La reducción del número de oficiales de alto rango también plantea interrogantes sobre la capacidad del Ejército para tomar decisiones estratégicas informadas. Si bien Trump argumenta que esto acelerará la toma de decisiones tácticas, los críticos temen que la pérdida de experiencia en los niveles superiores pueda comprometer la seguridad nacional.
La verdadera intención de Trump detrás de esta reestructuración se revela en sus propias palabras. En la reunión en Quántico, el presidente admitió que planea utilizar el Ejército para combatir al "enemigo interno", refiriéndose a los opositores políticos y los manifestantes. Esta declaración, que viola los principios fundamentales de la democracia y la Constitución estadounidense, ha generado una profunda preocupación entre los defensores de las libertades civiles.

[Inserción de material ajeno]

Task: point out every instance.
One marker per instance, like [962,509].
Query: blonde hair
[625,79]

Trump ha firmado una orden ejecutiva para crear una "fuerza de reacción rápida" que pueda sofocar disturbios civiles, lo que ha sido interpretado como un intento de militarizar la respuesta a las protestas y reprimir la disidencia. Esta medida, combinada con la purga de altos mandos y la reconfiguración estratégica del Ejército, sugiere que Trump está preparando el terreno para utilizar las Fuerzas Armadas como un instrumento de control político.
La pregunta que queda en el aire es si esta transformación del Ejército tendrá éxito. La resistencia interna, la falta de experiencia de los nuevos líderes y la erosión de la confianza en el liderazgo civil podrían socavar la efectividad de las Fuerzas Armadas. Sin embargo, la determinación de Trump y su capacidad para movilizar a sus seguidores sugieren que esta batalla por el control del Ejército está lejos de haber terminado. El futuro de las Fuerzas Armadas estadounidenses, y quizás el futuro de la democracia en Estados Unidos, pende de un hilo.